The ever-marching erosion of student significance has already claimed victims; an early casualty of waning student control during game day was the Pep Band. Although our four-year institutional memory makes the Pep Band’s days on the field a rumor of the past, it was just over five years ago that this student voice during game day was silenced. Cast aside with trumped up charges of offensive jokes — albeit jokes that had been read and approved by the athletic department — the Pep Band had been tried and sentenced long before the infamous “Tire Bowl incident.” Ten years before, the athletic department attempted a similar coup, announcing the Pep Band’s student leadership would be replaced by an athletic department pay-rolled director. Back then, the students of the band rejected professional control, although perhaps 10 years later they would rue their choice to rebel. Yes, improbably the Pep Band prevailed in 1993, and they ushered back to the football field after a chorus of voices from the community and the national media bemoaned censorship at Mr. Jefferson’s University. But the athletic department’s need to control game day wasn’t changed.

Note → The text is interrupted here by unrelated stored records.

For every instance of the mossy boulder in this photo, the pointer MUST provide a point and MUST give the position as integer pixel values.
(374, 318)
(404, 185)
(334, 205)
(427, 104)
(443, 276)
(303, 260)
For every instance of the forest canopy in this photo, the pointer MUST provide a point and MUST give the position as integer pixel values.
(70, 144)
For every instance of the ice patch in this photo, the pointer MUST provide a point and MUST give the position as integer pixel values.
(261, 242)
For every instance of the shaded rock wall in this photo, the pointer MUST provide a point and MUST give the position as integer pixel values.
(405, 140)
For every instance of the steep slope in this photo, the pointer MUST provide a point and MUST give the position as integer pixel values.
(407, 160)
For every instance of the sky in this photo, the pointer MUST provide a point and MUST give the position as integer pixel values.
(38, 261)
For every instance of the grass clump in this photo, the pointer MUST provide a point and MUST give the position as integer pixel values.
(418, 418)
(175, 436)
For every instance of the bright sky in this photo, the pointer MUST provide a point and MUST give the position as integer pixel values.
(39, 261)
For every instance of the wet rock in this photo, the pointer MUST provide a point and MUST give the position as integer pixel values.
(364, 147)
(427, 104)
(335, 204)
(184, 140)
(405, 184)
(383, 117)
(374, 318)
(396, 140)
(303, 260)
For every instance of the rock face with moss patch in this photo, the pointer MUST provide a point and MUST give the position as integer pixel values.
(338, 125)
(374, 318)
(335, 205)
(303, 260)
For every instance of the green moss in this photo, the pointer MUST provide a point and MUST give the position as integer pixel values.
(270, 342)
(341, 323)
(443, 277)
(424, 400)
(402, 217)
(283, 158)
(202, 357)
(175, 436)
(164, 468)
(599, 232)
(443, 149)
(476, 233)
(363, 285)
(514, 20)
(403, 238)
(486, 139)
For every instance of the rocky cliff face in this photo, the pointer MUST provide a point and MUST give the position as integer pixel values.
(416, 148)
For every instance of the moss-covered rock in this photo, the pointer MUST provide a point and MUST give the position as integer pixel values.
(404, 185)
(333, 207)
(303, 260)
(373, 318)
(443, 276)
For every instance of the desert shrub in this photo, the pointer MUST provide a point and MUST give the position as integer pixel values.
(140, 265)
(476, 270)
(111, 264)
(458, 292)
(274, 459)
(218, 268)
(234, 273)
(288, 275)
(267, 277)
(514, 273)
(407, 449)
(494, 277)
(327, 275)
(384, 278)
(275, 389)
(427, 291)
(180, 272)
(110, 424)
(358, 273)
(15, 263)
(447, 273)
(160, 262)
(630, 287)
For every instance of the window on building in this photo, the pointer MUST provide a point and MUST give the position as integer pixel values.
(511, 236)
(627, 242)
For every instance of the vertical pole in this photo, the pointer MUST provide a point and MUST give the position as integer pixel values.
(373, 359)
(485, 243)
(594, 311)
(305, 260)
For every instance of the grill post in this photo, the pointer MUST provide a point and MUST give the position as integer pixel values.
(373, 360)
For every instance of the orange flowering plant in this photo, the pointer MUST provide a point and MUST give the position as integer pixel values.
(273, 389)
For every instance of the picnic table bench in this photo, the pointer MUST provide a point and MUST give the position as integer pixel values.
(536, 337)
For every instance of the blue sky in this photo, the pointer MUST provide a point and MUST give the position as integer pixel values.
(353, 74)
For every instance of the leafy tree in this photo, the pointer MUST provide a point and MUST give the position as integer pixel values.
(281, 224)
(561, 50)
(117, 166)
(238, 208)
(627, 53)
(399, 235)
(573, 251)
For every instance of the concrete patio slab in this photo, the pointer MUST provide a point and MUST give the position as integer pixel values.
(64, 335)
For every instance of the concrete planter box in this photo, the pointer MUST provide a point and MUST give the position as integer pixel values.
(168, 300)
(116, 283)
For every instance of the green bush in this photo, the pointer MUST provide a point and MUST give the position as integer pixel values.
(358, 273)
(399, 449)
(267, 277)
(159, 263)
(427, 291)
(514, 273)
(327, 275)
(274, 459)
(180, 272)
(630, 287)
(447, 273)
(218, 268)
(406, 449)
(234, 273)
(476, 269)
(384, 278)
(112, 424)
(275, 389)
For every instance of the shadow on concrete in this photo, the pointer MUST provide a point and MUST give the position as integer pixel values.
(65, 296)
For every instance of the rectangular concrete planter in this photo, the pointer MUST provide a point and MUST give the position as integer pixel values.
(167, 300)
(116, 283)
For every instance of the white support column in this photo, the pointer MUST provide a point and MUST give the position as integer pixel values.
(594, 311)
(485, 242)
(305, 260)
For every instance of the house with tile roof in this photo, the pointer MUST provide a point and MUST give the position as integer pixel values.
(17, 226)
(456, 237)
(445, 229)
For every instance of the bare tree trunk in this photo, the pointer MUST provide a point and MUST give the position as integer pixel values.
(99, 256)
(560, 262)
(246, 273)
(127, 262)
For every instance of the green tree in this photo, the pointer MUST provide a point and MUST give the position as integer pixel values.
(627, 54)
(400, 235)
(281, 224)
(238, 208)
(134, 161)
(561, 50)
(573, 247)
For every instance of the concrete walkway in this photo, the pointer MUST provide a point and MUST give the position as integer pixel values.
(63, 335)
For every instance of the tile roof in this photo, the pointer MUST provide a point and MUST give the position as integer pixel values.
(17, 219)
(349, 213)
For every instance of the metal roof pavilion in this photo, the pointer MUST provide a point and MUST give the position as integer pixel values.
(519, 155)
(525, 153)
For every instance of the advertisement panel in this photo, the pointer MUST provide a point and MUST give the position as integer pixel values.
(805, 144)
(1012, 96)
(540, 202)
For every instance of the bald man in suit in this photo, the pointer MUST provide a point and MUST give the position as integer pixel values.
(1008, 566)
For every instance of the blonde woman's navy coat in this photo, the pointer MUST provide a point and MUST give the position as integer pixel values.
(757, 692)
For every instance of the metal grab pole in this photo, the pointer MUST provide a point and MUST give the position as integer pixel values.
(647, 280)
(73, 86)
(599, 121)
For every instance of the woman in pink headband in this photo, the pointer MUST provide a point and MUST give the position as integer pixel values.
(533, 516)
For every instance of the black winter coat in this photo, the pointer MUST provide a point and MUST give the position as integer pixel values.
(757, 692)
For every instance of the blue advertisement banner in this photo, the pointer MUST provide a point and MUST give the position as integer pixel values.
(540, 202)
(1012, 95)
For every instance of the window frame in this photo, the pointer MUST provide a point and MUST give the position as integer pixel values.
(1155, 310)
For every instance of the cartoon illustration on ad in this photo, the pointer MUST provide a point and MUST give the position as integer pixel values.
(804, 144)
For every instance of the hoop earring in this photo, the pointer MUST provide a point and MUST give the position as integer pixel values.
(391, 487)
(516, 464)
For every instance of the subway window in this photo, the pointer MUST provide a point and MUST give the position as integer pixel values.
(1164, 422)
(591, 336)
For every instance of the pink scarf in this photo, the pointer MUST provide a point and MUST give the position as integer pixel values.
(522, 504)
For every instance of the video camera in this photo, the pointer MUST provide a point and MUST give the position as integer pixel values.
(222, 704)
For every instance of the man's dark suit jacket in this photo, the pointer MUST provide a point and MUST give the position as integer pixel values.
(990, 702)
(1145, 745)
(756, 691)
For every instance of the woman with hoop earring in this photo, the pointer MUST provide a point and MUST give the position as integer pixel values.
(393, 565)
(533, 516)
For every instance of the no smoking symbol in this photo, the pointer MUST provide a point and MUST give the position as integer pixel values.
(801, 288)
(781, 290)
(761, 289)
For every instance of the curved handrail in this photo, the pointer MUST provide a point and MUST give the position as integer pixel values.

The University has become a brand; a brand that is carefully managed and shaped by professional marketers. Sadly enough, if the University doesn’t fit their marketing plan, these people can change it. From sundresses and ties to the Pep Band to signs during the game to cheesy yearly football slogans borrowed from other sports teams, the athletic department exerts subtle as well as overt control over University traditions.
Students should define the University’s extracurricular character. The administration should be here to support the student community, not direct it. While my respect for the administration of the University and my belief of unencumbered student governance at the University left in 2003 with the Pep Band, my love for Mr. Jefferson’s University didn’t. Let the athletic department know that you love the University for its tradition, for its uniqueness and for its strong, independent student governance. Tell them to show respect for the student community by allowing it to voice itself freely at games. Ask, as Student Council has, to make room for the long-exiled student-governed band, so that sports like soccer and lacrosse can enjoy their musical support again. Remind the athletic department that the University is first and foremost a community of students, not a football franchise. In 1993 a clamor of voices set the athletic department straight; now it’s past time, as Rick Reilly suggests, for a little rebellion.
James Maxwell is a graduate student in the College and a former member of the Virginia Pep Band.